30 mars 1990 Paru dans le N°135 à la page 59 ( mots)
Rédigé par : André PLOTON

À l'occasion de la mise en service d'une conduite de bouclage de 1 500 mètres de diamètre 1 200 en fonte ductile, entre le Carrefour de la Boule à Nanterre et la Place de Belgique à La Garenne-Colombes, conduite qui, en l'état actuel des besoins, termine le réseau de distribution, le Président du Syndicat Intercommunal de la Presqu’île de Gennevilliers, André Ploton, explique les choix que le Comité d'Administration a été amené à effectuer en matière d’investissements relatifs au transport et à la distribution de l'eau potable dans le territoire du Syndicat. Il rappelle que ces choix ont été pratiqués dans la continuité de ceux de ses prédécesseurs et en complète harmonie avec la Compagnie des Eaux de la Banlieue de Paris, chargée de l'exploitation, dans l’objectif constant de privilégier la sécurité.

Dès 1867, la Compagnie des Eaux de la Banlieue avait passé des contrats avec neuf communes de la Presqu’île de Gennevilliers pour la fourniture d'eau en provenance de la Seine. Il s’agissait alors d'eau brute, et le réseau primitif de distribution, très restreint, avait été réalisé avec des tuyaux en fonte grise qui avaient déjà fait leurs preuves.
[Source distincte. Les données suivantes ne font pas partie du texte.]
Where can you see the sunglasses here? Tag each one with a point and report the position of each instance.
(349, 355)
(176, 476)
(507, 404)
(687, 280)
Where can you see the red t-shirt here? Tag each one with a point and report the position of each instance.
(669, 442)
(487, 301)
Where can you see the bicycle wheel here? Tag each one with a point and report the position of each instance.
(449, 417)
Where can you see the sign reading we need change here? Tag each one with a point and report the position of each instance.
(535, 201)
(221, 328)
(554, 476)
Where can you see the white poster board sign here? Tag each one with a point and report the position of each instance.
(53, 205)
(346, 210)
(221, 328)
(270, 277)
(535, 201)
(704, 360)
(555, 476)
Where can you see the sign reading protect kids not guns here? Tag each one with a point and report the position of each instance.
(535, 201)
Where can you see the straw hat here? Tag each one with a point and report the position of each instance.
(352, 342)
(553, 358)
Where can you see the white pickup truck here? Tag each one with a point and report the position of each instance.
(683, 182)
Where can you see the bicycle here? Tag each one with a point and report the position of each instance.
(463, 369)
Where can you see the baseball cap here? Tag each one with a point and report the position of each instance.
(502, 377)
Ce n’est qu’à la suite de l’épidémie de choléra de 1892 que les premières installations de filtration furent construites et l'eau déclarée potable. Après la première guerre mondiale, le développement de la population et des industries généra un accroissement des besoins tel que la C.E.B. se retrouva dans l'incapacité de faire face à la demande. En 1929, devant cette situation qui devenait catastrophique, les communes se regroupèrent afin de trouver des ressources en eau suffisantes et le financement nécessaire à l'établissement d'un réseau répondant aux besoins toujours grandissants. Ce n’est qu’en 1932 qu'un accord intervint avec la Lyonnaise des Eaux qui fournit alors l'eau en provenance d'une nappe qu'elle exploitait à Croissy et permit la construction de 80 km de canalisations supplémentaires. Après la création en 1933 du Syndicat regroupant les communes d’Asnières, Bois-Colombes, Courbevoie, La Garenne-Colombes, Gennevilliers, Nanterre, Suresnes et Villeneuve-la-Garenne, la concession et la distribution furent de nouveau confiées à la C.E.B., le Syndicat ayant pour mission, de son côté, de contrôler l'activité de celle-ci, d’arrêter les programmes de travaux, de rechercher de nouvelles ressources en eau et de fixer les tarifs de vente.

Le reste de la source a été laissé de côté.